There are no clinical or laboratory findings that reliably diagnose SARS-CoV infection early or rapidly enough to inform management decisions that must be made soon after a patient enters the healthcare system in order to contain potential infection. The Centers for Disease Control and Prevention (CDC) recommends that the diagnosis of SARS-CoV infection and initiation of isolation and stringent infection control measures should be based on risk of exposure. In the absence of person-to-person transmission of SARS-CoV anywhere in the world, the diagnosis of SARS-CoV infection should be considered only in patients who require hospitalization for radiologically confirmed pneumonia and who have an epidemiologic history that raises suspicion of SARS-CoV infection. Suspicion is heightened when the patient, within 10 days of onset of illness, has a history of recent travel to mainland China, Hong Kong, or Taiwan, or close contact with ill persons with a history of travel to these areas, or is employed in an occupation at risk for SARS-CoV, or is part of a cluster of cases of atypical pneumonia without an alternative diagnosis. Laboratory testing for SARS-CoV is available, including antibody detection by enzyme immunoassay (EIA) and reverse transcription polymerase chain reaction (RT-PCR). However, the positive predictive value of a diagnostic test is very low in the absence of person-to-person transmission worldwide, and the CDC recommends testing be performed judiciously and in consultation with local or state health departments (CDC 2005).

Initial signs and symptoms of SARS are nonspecific and common, which generates a wide differential diagnosis of respiratory pathogens including influenza virus, parainfluenza viruses, respiratory syncytial virus, Haemophilus influenza, Mycoplasma pneumonia, Chlamydia species, Legionella species, Coxiella burnetii, and other human coronaviruses (WHO 2004b).

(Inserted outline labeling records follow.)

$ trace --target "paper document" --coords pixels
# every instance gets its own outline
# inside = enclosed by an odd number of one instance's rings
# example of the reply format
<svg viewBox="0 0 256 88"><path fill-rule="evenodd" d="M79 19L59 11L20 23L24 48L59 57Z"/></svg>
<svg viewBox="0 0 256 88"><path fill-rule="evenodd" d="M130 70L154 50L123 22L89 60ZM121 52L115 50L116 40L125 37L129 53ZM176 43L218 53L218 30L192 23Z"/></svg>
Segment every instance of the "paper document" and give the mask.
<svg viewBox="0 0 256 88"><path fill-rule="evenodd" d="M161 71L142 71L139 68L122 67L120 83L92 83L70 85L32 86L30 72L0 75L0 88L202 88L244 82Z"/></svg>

At the time of this writing in October 2013, the world is in an interepidemic period for SARS. The greatest risk of recurrence is from emergence or introduction of SARS-CoV from laboratories and emergence of SARS-CoV-like viruses from wildlife or other animal reservoirs. If SARS recurs, early detection of infected individuals is essential to contain local spread of infection and prevent international dissemination. Primary responsibility for risk assessment and management of SARS is with national health authorities, for example, the CDC in the United States. However, in its role coordinating global and regional surveillance, the WHO has revised its guidelines for global surveillance and reporting of SARS and has provided a framework of activities at national and international levels for risk assessment of SARS (WHO 2004b, c).

Many drugs were empirically tried during the epidemic, but no treatment has been shown to consistently improve the outcome of SARS patients, and supportive medical care remains the primary therapy. The case fatality ratio for SARS ranges from 0 % to more than 50 % depending on age group, with an overall estimate of 11 %. Case fatality is estimated to be less than 1 % for people aged 24 years and younger, 6 % for 25–44 years, 15 % for 45–64 years, and over 50 % for people aged 65 years and older (WHO 2003b).